Hall and Weidman first crossed paths in the fall of 2010, when both were emerging talents on the treacherous East Coast regional scene. He was 4-0 at the time, with four finishes, and the reigning, defending Ring of Combat middleweight champion, while Weidman was a former collegiate wrestler training with the Serra-Longo Fight Team that had earned first-round finishes in each of his first two fights.

Heading into the fight, all Hall heard about was Weidman’s wrestling — that he was going to take him down, that he was going to look to grind him out, that he didn’t want any part of engaging on the feet — and it got into his head.

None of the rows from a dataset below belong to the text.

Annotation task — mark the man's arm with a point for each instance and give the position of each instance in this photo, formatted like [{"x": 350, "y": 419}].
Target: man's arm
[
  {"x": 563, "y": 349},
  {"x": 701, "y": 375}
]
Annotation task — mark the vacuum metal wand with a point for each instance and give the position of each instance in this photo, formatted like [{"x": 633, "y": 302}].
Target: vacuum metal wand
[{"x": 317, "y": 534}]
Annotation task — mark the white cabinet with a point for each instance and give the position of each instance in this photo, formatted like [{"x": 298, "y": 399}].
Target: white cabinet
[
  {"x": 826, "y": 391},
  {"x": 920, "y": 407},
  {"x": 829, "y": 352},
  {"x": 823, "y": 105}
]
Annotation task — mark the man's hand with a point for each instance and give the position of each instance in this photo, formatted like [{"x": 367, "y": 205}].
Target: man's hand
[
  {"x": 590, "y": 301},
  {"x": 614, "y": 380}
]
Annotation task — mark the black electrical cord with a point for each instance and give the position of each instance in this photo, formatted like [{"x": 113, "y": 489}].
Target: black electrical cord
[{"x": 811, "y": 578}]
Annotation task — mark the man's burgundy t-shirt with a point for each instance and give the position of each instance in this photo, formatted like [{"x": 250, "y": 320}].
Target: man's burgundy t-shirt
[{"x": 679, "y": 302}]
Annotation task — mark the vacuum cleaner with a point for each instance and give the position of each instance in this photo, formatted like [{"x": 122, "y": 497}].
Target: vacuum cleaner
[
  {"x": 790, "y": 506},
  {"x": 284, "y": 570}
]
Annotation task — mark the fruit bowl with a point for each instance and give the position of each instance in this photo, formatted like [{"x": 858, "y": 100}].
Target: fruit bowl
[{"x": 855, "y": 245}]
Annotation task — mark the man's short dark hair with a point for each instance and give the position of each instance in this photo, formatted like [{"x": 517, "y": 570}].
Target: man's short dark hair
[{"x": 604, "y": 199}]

“Prior to that I was knocking everybody out,” said Hall, who went 10-0 as a kickboxer in addition to his early MMA exploits. “I did not give a **** — that was my mentality. I was fighting dudes that were so good and I was beating their *** because I didn’t care, and I got away from that mentality because I allowed fear to get in my head.”

Weidman won the first by technical knockout just over three minutes into the first round.

“Fear is like this little drop of poison that if you put it in a bucket of water — it contaminates the whole thing, and that’s what happened to me for most of my life.

“I allowed fear to grip me. I allowed fear to hold me back. I allowed fear to say, ‘Yeah Uriah, maybe you’re not that good. Yeah Uriah, maybe you could never be a champ. Yeah Uriah, maybe this is not for you. Yeah Uriah, you actually suck.’